Según el administrador Para, alrededor de 2002 El edificio fue embargado debido a una supuesta estafa por parte de los constructores iniciales de los inversionistas, luego pasó por numerosos giros y vueltas legales y nunca se completó..
Hoy los apartamentos, como la zona, parecen formales: los particulares y las empresas que han demandado han ganado la propiedad en los tribunales civiles. Rentan departamentos desde US$50 hasta US$300.
Los vecinos no los conocen: pagan el alquiler a través de los administradores lo mejor que pueden.
“No debe conformarse”
Scarley Linares, venezolana de 18 años, es una de las inquilinas.
Embarazada de dos meses, salió del país en 2019. Cuando llegó a Santa Marta, se desató una epidemia.
Unos meses después, con el nacimiento de su hijo Esneider, consiguió un estudio en el cuarto piso de Lagomar por entre US$50 y US$75, que fluctuó según los servicios.
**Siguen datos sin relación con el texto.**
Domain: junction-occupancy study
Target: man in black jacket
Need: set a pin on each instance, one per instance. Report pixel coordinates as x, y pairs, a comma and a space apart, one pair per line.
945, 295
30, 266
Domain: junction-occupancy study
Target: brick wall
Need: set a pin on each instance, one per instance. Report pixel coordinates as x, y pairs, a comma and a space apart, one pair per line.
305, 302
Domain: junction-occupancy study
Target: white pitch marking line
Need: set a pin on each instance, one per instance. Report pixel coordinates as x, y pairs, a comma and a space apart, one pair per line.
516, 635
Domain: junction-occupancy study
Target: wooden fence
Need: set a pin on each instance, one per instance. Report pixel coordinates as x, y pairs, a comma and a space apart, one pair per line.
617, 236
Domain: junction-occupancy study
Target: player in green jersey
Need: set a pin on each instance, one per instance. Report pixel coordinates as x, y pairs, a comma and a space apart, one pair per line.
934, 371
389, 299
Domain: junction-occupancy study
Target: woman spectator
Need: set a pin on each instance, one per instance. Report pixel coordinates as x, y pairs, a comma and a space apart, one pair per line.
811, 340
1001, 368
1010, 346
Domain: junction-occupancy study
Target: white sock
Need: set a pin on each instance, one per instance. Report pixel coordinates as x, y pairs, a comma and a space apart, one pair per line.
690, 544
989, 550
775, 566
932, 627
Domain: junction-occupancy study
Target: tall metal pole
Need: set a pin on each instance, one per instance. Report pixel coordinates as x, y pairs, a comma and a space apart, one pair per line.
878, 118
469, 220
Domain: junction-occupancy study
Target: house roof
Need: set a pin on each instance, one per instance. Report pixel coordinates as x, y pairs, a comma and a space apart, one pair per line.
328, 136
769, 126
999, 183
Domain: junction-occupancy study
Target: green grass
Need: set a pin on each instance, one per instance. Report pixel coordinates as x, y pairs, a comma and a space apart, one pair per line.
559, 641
Como muchos departamentos, tenía muebles, un televisor, una cocina improvisada y acceso rudimentario al agua a través de una bomba. Nada lujoso, pero lo básico es suficiente.
“Vivir allí era tranquilo, la gente tenía problemas con los vecinos, agua, servicios, pagos, hasta peleas, pero en general No es nada fuera de lo común“, dice por teléfono. Ahora vive en Perú, donde vende comida venezolana en la calle.
“Allí (en Lagomar) no tuve problemas hasta que el niño, que tenía como un año y medio, me empezó a decir que todo le daba miedo”.
Durante la pandemia, la luz del edificio se fue varias veces.. El equipo de Scarly estaba todo dañado. Recuerda que hubo una pelea que terminó con un hombre muerto.
“La verdad es que entré en una crisis. Tenía miedo de que el niño saltara por la ventana. No tenía trabajo. No encontraba una iglesia para bautizar al niño.
Scarley era menor de edad. Su madre, ya radicada en el pueblo costero peruano de Tombes, lo convenció para que se fuera. Vendió todas sus pertenencias. Él hace un viaje. Y vino, pudo bautizar a Esneider y empezó a trabajar en restaurantes.
Hoy, desde un lugar “más ordenado”, concluye sobre Lagomar: “Es un lugar para no vivir, porque allí pasan cosas muy raras”.
Cosas raras que hacen inevitable no mirar.